Formalmente conhecida como “Regulamento do parlamento europeu e do conselho que estabelece regras para prevenir e combater o abuso sexual de crianças”, foi proposta pela primeira vez pela Comissão Europeia em Maio de 2022. O objectivo declarado é combater a propagação online de material relacionado com o abuso sexual de crianças. A regulamentação exige que os fornecedores de serviços de email, mensagens instantâneas e cloud detectem e denunciem conteúdos ilegais. Os mecanismos de aplicação incluem a análise no lado do cliente, o que significa que o software instalado nos dispositivos dos utilizadores verifique as mensagens antes de serem encriptadas.
Os críticos argumentam que a proposta compromete a encriptação ponto a ponto, expõe milhões de comunicações privadas a uma potencial vigilância e poderá violar os direitos fundamentais de privacidade garantidos pela Carta dos Direitos Fundamentais da UE (documento EDRi). Segundo relatos, os conselheiros jurídicos da União Europeia descreveram o projecto como desproporcionado e com poucas probabilidades de resistir a uma decisão judicial, e até agora, a regulamentação tem de facto tido dificuldades em ganhar apoio.
De acordo com o site TechRadar, a proposta continua em debate no Conselho da UE, com uma votação provisoriamente agendada para 14 de Outubro de 2025. A presidência dinamarquesa está actualmente a pressionar pela sua aprovação, mas vários estados-membros, incluindo a Alemanha, a Eslovénia e a Estónia, ainda não tomaram uma posição clara. No meio desta incerteza, a Tuta tem-se manifestado publicamente sobre o impacto da lei nos serviços encriptados.

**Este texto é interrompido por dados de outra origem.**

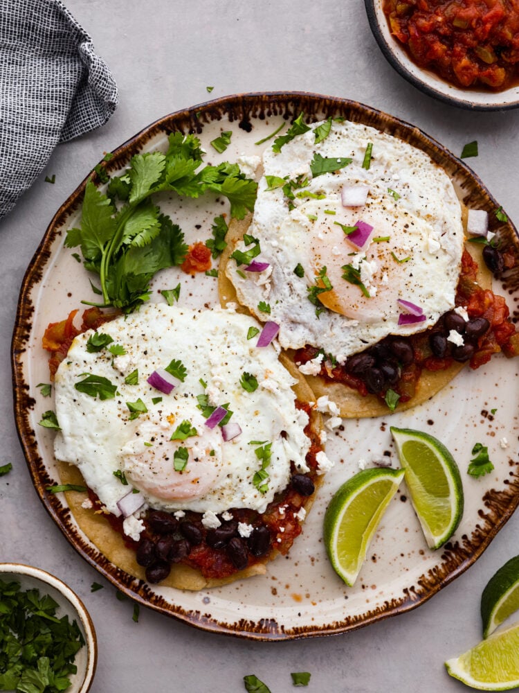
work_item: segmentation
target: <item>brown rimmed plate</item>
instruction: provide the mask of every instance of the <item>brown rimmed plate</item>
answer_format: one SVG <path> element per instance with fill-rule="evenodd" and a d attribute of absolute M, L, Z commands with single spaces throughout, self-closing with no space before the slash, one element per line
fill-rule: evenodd
<path fill-rule="evenodd" d="M 255 143 L 302 111 L 311 119 L 345 116 L 424 150 L 451 176 L 464 202 L 491 212 L 493 230 L 499 230 L 517 249 L 513 226 L 496 220 L 493 213 L 497 202 L 462 161 L 417 128 L 345 99 L 301 93 L 228 96 L 157 121 L 116 149 L 104 165 L 111 173 L 122 169 L 134 154 L 163 148 L 167 134 L 174 130 L 197 133 L 208 152 L 208 163 L 257 155 L 271 141 Z M 232 131 L 231 144 L 223 155 L 217 155 L 210 142 L 222 130 Z M 93 298 L 86 272 L 63 246 L 66 229 L 77 223 L 84 185 L 84 181 L 58 210 L 30 263 L 12 340 L 16 421 L 35 487 L 51 517 L 84 559 L 145 606 L 204 630 L 264 640 L 342 633 L 408 611 L 476 561 L 519 502 L 519 364 L 501 355 L 477 371 L 464 370 L 434 398 L 415 409 L 390 417 L 345 421 L 343 430 L 329 436 L 327 454 L 336 465 L 327 475 L 302 535 L 288 558 L 278 557 L 268 565 L 266 575 L 210 590 L 187 592 L 147 584 L 102 556 L 79 529 L 64 496 L 46 490 L 59 481 L 53 434 L 37 425 L 42 412 L 53 406 L 37 387 L 48 380 L 46 354 L 41 347 L 44 331 L 49 322 L 80 308 L 82 299 Z M 160 204 L 183 227 L 188 242 L 209 237 L 212 218 L 224 211 L 214 200 L 179 204 L 164 198 Z M 167 270 L 154 280 L 153 288 L 171 288 L 179 281 L 185 286 L 181 296 L 186 305 L 217 303 L 216 280 L 205 275 L 193 281 L 176 269 Z M 504 290 L 497 288 L 511 301 L 519 292 L 519 279 L 510 277 Z M 154 292 L 152 300 L 161 299 Z M 496 411 L 492 413 L 493 410 Z M 384 516 L 356 586 L 347 588 L 325 556 L 321 538 L 323 514 L 333 493 L 358 470 L 359 463 L 370 466 L 385 453 L 397 466 L 390 425 L 427 430 L 450 449 L 463 477 L 464 517 L 451 541 L 439 551 L 430 551 L 403 486 Z M 479 480 L 466 474 L 476 442 L 488 446 L 495 465 L 492 473 Z"/>

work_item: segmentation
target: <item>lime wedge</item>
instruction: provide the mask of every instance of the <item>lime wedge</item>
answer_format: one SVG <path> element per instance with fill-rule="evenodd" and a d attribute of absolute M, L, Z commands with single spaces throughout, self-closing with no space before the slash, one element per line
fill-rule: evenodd
<path fill-rule="evenodd" d="M 403 476 L 403 469 L 365 469 L 343 484 L 330 501 L 325 515 L 325 546 L 334 570 L 350 587 Z"/>
<path fill-rule="evenodd" d="M 504 691 L 519 686 L 519 623 L 494 633 L 457 658 L 445 663 L 447 671 L 468 686 Z"/>
<path fill-rule="evenodd" d="M 519 556 L 510 559 L 493 575 L 481 595 L 483 637 L 519 609 Z"/>
<path fill-rule="evenodd" d="M 391 432 L 427 545 L 437 549 L 452 536 L 463 514 L 457 465 L 445 446 L 428 433 L 394 427 Z"/>

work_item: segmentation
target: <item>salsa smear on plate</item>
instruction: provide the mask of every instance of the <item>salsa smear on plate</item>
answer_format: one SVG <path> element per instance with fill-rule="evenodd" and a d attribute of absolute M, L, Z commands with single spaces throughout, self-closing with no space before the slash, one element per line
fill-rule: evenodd
<path fill-rule="evenodd" d="M 518 0 L 384 0 L 411 58 L 457 87 L 507 89 L 519 78 Z"/>

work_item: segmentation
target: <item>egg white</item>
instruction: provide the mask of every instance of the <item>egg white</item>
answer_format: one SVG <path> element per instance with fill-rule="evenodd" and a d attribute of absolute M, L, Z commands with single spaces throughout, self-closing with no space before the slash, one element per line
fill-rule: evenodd
<path fill-rule="evenodd" d="M 247 339 L 249 328 L 257 326 L 253 319 L 230 310 L 161 304 L 146 305 L 100 328 L 113 344 L 124 346 L 124 356 L 114 358 L 106 349 L 89 353 L 93 331 L 80 335 L 56 374 L 56 414 L 62 429 L 55 441 L 56 457 L 77 465 L 87 485 L 115 515 L 120 514 L 117 501 L 132 487 L 158 509 L 219 513 L 246 507 L 264 512 L 288 484 L 291 462 L 308 471 L 310 444 L 304 432 L 308 416 L 295 407 L 291 389 L 293 378 L 272 345 L 257 348 L 257 337 Z M 173 359 L 182 362 L 187 375 L 170 394 L 163 394 L 147 378 Z M 126 383 L 136 369 L 138 384 Z M 255 392 L 240 384 L 244 371 L 257 378 Z M 101 401 L 78 392 L 75 385 L 91 374 L 116 385 L 116 396 Z M 219 426 L 206 426 L 197 398 L 203 394 L 214 406 L 229 403 L 234 412 L 230 421 L 242 428 L 237 437 L 225 442 Z M 153 404 L 157 396 L 162 401 Z M 131 420 L 127 403 L 138 398 L 147 412 Z M 197 435 L 172 441 L 183 421 Z M 272 444 L 264 493 L 253 483 L 261 461 L 255 453 L 260 446 L 251 441 Z M 173 456 L 181 446 L 188 448 L 189 459 L 179 471 Z M 128 486 L 114 476 L 118 471 L 125 473 Z"/>
<path fill-rule="evenodd" d="M 285 144 L 280 152 L 269 148 L 264 154 L 264 175 L 248 233 L 260 241 L 256 259 L 268 263 L 268 270 L 240 273 L 237 270 L 244 265 L 231 259 L 226 271 L 240 303 L 260 319 L 280 324 L 282 346 L 311 344 L 344 362 L 388 335 L 409 335 L 435 324 L 454 306 L 463 251 L 462 209 L 450 179 L 424 152 L 347 121 L 333 123 L 329 135 L 316 144 L 314 130 L 319 125 Z M 372 156 L 366 170 L 363 161 L 370 142 Z M 352 161 L 338 171 L 312 178 L 309 164 L 316 153 Z M 294 191 L 293 209 L 289 210 L 282 188 L 268 189 L 266 176 L 308 179 L 307 186 Z M 343 207 L 345 184 L 369 186 L 365 204 Z M 358 220 L 374 227 L 372 238 L 389 240 L 372 240 L 359 252 L 334 223 L 352 227 Z M 237 246 L 240 250 L 251 247 Z M 304 270 L 302 277 L 294 273 L 298 264 Z M 343 278 L 341 267 L 347 264 L 360 271 L 369 297 Z M 320 295 L 327 309 L 317 315 L 308 290 L 323 267 L 333 290 Z M 399 299 L 418 305 L 426 320 L 399 326 Z M 258 309 L 260 301 L 271 306 L 268 317 Z"/>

O CEO da Tuta, Matthias Pfau, disse que a lei forçaria fornecedores de serviços a escolherem entre enfraquecer a encriptação ou deixar a UE.
“Para nós, é um paradoxo que o governo alemão nos tenha concedido 1,5 milhões de euros para desenvolver uma solução de correio electrónico com encriptação pós-quântica, e agora os políticos da UE querem destruir este alto nível de segurança com a legislação Chat Control”, diz Pfau numa publicação recente no blogue da Tuta.
Pfau criticou ainda as excepções da regulamentação para comunicações governamentais e militares, dizendo que a lei vigiaria os cidadãos comuns enquanto protege os dados do estado. O CEO descreveu a lei como “vigilância em massa disfarçada de protecção infantil” e avisou que poderia permitir que algoritmos de IA opacos marcassem mensagens e fotos privadas sem supervisão ou mandatos judiciais.
A Tuta posicionou-se como defensora da privacidade digital e da encriptação, e a empresa diz que está preparada para contestar a regulamentação em tribunal, se necessário. Os tribunais alemães têm historicamente anulado medidas de vigilância desproporcionadas, incluindo leis de retenção de dados, o que sugere que o Chat Control poderá enfrentar desafios jurídicos semelhantes. A Tuta afirma que lutará contra a lei em tribunal em vez de enfraquecer a sua encriptação, avisando que a sua aprovação minaria o equilíbrio entre a vigilância estatal e a privacidade individual na Europa.